I leaned my crossed arms over the front of the broom and gave a thumbs-up to the tiny person. “You did great, Leith.”
The pixie spun in a circle and clapped its hands. “That was almost as much fun as taking apart an engine!”
“Let me out of here!” the witch growled as she thrashed about in the banner. “Why can’t I get out?”
Ratatoskr held up an empty glass bottle. “A little bit of Doc’s bandage juice. You’ll be stuck there for days.”
I floated over to the witch and grinned at her. “All those warm, bright, sunny days.”
The witch let out a shriek and tried to free herself, to no avail. “Let me go! Let me go!”
“I’ll let you go if you promise to stop bothering me,” I demanded.
The witch wrinkled her long, pointed nose. “But what is a witch to do in her mornings?”
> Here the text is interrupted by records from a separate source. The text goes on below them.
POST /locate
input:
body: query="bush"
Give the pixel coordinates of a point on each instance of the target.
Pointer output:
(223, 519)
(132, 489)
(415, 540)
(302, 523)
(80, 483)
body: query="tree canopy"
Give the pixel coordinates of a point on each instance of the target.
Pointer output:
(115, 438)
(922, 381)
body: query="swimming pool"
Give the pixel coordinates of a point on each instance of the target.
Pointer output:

I shrugged and floated toward the balcony. “If that’s the way you feel about it. . .”
“Wait!” she yelped as she squirmed in our fly trap. She hung her head and groaned. “Alright. You win. I swear I won’t bother you again.”
“Will you swear it on a leg of this-” I reached into my coat and drew out a limp frog leg.
The witch glared at me. “How do you know about the sacred oath?”
“I have friends in strange places,” I told her as I shook the leg in her direction. “Now will you swear it on the sacred oath of the frog leg, or not?”
She groaned, but stretched out her hand, and together we both took an end of the leg. My enemy and I gave a shake of the leg before I tucked the limb back into my coat and nodded at Ratatoskr. Leith flew across the way and loosed the banner on that end while Ratatoskr untied the other, but they both kept a hold on the ends. Ratatoskr reached into his coat and drew out another vial, this time filled with a purple substance. He popped the cork with his sharp teeth and doused the witch with the concoction.
She sputtered and spat at him. “What was that?”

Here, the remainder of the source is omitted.